While there is some truth to the relative low level consumption vs. the US, it is hardly the whole picture. The burst of the housing bubble indeed has a knock-on wealth effect that negatively impacts consumers. Cultural factors like high savings rate (as much as 45% of income) also inhibits consumption.

Does this mean Chinese consumers are underspending? Do they suffer from enjoying less products and services compared with high spending countries like the US?

Not necessarily so. Anyone who has lived in China will tell you things (physical products) are just a lot cheaper than the US from cars to electronics to furniture to clothing and food.
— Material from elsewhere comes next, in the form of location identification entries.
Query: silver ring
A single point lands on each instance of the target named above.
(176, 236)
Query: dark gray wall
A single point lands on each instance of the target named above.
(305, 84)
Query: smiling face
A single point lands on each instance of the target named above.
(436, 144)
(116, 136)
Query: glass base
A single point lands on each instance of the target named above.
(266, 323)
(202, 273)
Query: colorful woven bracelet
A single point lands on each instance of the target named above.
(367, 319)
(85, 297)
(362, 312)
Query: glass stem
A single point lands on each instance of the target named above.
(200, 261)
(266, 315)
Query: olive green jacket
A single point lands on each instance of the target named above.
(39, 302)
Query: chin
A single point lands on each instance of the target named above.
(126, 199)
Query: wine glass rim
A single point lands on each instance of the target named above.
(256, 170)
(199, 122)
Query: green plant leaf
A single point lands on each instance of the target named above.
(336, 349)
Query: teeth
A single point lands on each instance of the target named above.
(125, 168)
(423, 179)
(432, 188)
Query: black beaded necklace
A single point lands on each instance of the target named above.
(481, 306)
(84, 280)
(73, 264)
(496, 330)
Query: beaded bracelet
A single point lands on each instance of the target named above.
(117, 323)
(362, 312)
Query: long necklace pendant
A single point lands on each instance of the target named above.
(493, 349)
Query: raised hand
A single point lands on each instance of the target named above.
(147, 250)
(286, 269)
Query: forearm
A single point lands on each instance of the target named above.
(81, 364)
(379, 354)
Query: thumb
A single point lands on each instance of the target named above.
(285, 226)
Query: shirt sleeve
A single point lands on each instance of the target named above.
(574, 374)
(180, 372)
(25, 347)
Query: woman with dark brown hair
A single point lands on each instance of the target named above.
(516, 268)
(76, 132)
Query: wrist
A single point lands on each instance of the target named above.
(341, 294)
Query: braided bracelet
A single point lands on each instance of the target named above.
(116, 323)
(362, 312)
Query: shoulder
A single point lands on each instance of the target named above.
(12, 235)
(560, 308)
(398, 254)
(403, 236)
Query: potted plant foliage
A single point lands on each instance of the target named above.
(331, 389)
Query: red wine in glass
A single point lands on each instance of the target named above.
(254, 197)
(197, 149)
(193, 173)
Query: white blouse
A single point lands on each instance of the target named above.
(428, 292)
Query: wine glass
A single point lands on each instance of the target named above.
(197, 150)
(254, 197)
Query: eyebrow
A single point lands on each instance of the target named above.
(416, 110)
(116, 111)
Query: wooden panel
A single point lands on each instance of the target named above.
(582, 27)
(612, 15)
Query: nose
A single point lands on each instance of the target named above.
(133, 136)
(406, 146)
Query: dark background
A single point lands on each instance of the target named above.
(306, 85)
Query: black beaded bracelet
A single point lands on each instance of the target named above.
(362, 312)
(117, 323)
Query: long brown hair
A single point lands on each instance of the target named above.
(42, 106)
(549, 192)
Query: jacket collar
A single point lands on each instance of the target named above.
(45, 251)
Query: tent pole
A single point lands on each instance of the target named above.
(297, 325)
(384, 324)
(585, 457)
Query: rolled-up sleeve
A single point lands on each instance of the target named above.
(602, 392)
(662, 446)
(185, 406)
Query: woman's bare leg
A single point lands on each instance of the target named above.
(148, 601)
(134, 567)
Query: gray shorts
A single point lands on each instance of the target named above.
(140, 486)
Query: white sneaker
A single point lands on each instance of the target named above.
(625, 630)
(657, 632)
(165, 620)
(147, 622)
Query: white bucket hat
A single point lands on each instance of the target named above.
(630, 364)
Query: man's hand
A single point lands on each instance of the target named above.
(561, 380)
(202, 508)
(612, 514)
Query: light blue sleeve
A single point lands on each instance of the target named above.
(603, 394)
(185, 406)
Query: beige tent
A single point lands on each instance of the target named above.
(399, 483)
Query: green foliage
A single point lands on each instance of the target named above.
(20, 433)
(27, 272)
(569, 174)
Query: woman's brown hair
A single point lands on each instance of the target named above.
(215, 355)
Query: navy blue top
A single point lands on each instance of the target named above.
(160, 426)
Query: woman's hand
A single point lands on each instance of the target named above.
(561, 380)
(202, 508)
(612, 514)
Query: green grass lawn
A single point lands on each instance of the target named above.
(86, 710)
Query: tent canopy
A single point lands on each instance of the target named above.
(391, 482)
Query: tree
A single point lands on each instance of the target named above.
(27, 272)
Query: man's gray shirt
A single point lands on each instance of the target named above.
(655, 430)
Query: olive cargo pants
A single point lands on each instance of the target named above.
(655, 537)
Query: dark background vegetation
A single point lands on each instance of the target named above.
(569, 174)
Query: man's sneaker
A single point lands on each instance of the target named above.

Services are even cheaper such as dining out, telecom services, public transport, taxi fares, food delivery, haircut, massage, etc etc.

Very importantly, Chinese consumers spend far less on big ticket service items – rental (China home ownership is over 90% compared with 60% in the US), healthcare (largely free or heavily subsidized), and education (free public education all the way through university and graduate school).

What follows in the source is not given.